As regards time, there are reasons to believe that, eventually, the biotic response of the enhanced reaches will be stronger than in the basic reaches. For example, although our vegetation survey indicated that reaches with basic and enhanced restoration were practically the same with no differences in vegetation cover or composition, there was a slight tendency for a higher species richness in enhanced reaches. This latter observation was made although the basic restoration took place about 5–8 years before the enhanced restoration and may indicate a rise in species immigration following the increase in morphological heterogeneity in enhanced reaches. If so, it would be in line with the augmented propagule retention observed by Engström and others (2009) following (basic) restoration of channelized stream reaches. Provided that the regional species pool is reasonably diverse and not dispersal-limited (Brederveld and others 2011; Sundermann and others 2011; Tonkin and others 2014), due to increased retention capacity, enhanced reaches may become more species rich than basic reaches given more time. The higher seedling numbers found in enhanced reaches support this reasoning. However, most riparian plants need a high spring flood to be caught by the flowing water and be transported, and spring flood intensity may vary considerably among years (Balke and others 2014). The fact that different immigration times may result in different floras (Sarneel and others 2016) makes predictions difficult. Another complicating factor is that many plant species in northern regions have a poor or infrequent seed production and may not be able to disperse any seeds when an opportunity arises (Molau and Larsson 2000). Therefore, even if our observations may suggest an ongoing differentiation between the restored reach types, it may take long for plants to establish in newly restored sites, even though these sites may be perfectly suitable for them (Hanski 2000).

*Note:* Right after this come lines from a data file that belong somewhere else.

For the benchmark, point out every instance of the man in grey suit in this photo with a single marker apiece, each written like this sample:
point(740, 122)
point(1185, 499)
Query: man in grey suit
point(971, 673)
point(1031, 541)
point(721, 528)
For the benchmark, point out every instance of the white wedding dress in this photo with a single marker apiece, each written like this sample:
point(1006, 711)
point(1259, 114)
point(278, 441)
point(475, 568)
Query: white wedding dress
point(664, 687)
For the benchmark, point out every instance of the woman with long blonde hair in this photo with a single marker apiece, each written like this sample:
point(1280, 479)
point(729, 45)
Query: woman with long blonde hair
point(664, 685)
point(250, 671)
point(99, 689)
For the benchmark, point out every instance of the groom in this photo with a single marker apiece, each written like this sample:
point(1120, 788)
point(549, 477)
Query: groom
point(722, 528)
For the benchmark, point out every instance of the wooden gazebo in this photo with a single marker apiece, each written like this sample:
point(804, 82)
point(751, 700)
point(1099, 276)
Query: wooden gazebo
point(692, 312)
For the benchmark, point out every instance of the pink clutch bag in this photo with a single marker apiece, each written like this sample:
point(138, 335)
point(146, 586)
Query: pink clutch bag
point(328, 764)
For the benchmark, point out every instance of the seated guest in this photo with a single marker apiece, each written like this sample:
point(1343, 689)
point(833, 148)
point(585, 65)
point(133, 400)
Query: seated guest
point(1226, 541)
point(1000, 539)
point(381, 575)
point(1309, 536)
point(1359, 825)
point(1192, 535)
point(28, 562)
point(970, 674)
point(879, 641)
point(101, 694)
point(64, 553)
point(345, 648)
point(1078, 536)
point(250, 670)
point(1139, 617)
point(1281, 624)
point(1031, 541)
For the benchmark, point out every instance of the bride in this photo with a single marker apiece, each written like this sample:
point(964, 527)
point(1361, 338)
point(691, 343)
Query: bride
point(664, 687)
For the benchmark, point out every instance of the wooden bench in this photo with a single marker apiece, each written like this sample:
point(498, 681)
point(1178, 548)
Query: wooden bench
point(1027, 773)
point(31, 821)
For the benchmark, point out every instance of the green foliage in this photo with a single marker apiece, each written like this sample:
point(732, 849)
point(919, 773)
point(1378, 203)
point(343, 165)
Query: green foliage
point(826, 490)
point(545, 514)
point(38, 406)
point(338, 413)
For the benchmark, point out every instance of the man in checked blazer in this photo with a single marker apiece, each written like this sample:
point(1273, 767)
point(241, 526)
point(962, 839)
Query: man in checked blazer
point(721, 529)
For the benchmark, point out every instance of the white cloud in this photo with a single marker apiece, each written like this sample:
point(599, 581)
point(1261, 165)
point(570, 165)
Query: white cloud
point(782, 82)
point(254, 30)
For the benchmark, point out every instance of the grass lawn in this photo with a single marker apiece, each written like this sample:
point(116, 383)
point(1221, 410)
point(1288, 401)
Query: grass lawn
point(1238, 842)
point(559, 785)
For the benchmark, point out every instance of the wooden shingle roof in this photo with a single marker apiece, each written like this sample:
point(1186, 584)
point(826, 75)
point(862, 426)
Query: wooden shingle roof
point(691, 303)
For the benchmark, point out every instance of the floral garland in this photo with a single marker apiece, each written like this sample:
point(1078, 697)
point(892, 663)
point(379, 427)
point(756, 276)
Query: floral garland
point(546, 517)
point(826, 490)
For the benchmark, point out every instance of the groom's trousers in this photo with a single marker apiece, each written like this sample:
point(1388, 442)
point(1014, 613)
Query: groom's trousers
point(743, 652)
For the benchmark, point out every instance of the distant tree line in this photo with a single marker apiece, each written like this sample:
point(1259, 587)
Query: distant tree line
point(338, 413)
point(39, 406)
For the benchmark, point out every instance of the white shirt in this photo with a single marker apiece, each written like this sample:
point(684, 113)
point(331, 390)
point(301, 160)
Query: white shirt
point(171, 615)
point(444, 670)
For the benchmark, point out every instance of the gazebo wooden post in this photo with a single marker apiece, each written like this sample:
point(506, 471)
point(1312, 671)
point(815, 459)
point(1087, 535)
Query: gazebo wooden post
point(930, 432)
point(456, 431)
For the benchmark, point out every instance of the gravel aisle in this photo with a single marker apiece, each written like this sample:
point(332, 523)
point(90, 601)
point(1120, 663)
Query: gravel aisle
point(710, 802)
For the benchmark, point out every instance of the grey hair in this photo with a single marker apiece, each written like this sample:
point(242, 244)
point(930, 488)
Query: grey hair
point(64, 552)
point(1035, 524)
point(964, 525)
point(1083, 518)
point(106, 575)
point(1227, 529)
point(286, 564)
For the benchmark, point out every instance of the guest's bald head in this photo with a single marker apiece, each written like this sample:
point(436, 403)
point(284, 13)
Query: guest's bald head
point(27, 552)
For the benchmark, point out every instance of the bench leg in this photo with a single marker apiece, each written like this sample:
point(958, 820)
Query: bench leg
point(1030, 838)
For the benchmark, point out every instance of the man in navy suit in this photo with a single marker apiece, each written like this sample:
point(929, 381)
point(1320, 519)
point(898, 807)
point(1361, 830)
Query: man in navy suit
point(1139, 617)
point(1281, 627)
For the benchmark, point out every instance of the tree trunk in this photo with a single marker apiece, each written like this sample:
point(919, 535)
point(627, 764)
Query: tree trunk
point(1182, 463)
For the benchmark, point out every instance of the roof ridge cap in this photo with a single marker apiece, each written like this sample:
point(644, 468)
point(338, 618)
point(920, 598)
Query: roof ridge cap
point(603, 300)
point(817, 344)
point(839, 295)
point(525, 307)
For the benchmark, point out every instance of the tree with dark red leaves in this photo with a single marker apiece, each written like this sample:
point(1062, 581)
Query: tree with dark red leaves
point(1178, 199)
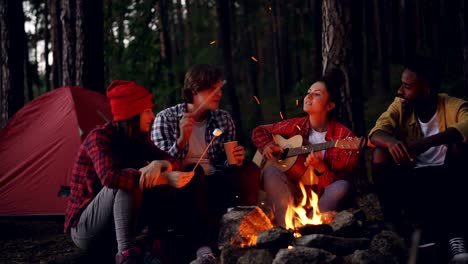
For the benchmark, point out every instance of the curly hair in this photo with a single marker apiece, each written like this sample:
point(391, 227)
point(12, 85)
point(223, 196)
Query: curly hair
point(200, 77)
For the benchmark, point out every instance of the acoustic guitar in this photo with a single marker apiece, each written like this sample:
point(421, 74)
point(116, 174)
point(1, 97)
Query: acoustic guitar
point(291, 160)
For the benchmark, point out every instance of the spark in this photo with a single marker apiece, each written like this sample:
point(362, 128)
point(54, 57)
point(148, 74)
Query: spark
point(256, 99)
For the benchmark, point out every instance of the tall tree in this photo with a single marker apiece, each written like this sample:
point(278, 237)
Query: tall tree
point(55, 7)
point(68, 19)
point(165, 12)
point(224, 13)
point(12, 43)
point(464, 31)
point(89, 61)
point(337, 48)
point(381, 47)
point(46, 45)
point(279, 54)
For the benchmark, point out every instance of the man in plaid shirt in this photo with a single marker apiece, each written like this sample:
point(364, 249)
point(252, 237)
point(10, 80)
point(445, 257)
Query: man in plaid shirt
point(332, 169)
point(186, 130)
point(115, 163)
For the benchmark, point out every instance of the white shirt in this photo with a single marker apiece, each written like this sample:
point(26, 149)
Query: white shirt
point(434, 156)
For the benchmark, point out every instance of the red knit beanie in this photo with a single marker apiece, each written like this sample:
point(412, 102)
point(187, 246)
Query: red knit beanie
point(128, 99)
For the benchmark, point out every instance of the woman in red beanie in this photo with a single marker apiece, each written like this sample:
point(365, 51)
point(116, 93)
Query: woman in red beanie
point(115, 163)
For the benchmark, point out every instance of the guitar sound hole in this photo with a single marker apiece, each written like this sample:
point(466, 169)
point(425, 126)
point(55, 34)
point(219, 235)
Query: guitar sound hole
point(284, 154)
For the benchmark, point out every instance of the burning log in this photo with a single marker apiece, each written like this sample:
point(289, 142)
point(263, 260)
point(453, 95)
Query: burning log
point(333, 244)
point(257, 256)
point(304, 255)
point(316, 229)
point(275, 238)
point(242, 225)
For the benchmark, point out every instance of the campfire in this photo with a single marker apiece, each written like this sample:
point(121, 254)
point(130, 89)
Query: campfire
point(306, 212)
point(352, 236)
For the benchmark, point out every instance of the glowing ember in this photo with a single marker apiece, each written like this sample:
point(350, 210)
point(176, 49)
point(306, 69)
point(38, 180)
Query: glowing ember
point(256, 99)
point(306, 212)
point(217, 132)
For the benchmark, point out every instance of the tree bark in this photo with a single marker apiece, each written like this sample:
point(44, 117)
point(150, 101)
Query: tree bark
point(167, 50)
point(12, 42)
point(464, 31)
point(56, 40)
point(316, 48)
point(68, 19)
point(337, 49)
point(382, 48)
point(278, 56)
point(47, 79)
point(225, 43)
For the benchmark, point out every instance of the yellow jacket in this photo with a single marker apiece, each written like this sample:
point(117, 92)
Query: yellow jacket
point(401, 122)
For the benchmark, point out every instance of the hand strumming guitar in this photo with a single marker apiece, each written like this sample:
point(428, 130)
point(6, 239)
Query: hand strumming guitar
point(315, 160)
point(271, 150)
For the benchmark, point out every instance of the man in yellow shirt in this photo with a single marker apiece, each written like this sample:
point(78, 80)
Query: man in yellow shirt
point(421, 142)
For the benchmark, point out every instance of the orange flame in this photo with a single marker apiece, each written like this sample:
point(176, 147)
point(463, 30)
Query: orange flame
point(256, 99)
point(297, 216)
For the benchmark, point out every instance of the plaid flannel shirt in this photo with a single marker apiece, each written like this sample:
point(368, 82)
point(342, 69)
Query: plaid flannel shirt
point(165, 132)
point(342, 163)
point(95, 167)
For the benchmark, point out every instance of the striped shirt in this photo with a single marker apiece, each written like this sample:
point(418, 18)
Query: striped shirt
point(342, 163)
point(97, 166)
point(165, 132)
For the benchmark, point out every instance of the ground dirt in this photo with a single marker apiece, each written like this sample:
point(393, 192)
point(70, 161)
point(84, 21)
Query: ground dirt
point(36, 240)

Predictions of dispersal success in heterogeneous landscapes are challenging because many factors need to work together for an effective immigration of plant propagules to occur (Gustafson and Gardner 1996; Mouquet and Loreau 2003). First, turbulent reaches have a flora that is largely different from that of tranquil reaches as well as uplands (Nilsson and others 1994, 2010). Given that turbulent reaches can be situated quite far apart, and the chances for a floating plant propagule to be dispersed from an upstream turbulent reach to a restored turbulent reach further downstream—and be deposited there—are rather small simply due to distance. For example, lakes are common in these systems and lakes—as well as other tranquil, wide water bodies—are efficient seed traps (Brown and Chenoweth 2008). When a plant propagule is finally stranded at a restored site, factors such as water levels, soil moisture and temperature need to be favorable to promote establishment (Merritt and others 2010), and such conditions are not likely to occur every year (Balke and others 2014). For example, Riis (2008) studied dispersal and colonization of aquatic plants in a stream reach in Denmark and concluded that primary colonization was the major factor constraining vegetation development in restored (vegetation-free) sites. Given these circumstances, the floristic development of enhanced-restored reaches may not be predictable simply based on reach-scale heterogeneity but requires an analysis of the landscape context for its understanding. For example, an enhanced-restored reach close to an upstream rapid section may encounter a much more favorable recovery than a similar reach downstream of a lake. To compensate for such obstacles, many stream restoration projects therefore introduce propagules to enhance vegetation recovery (Kiehl and others 2010).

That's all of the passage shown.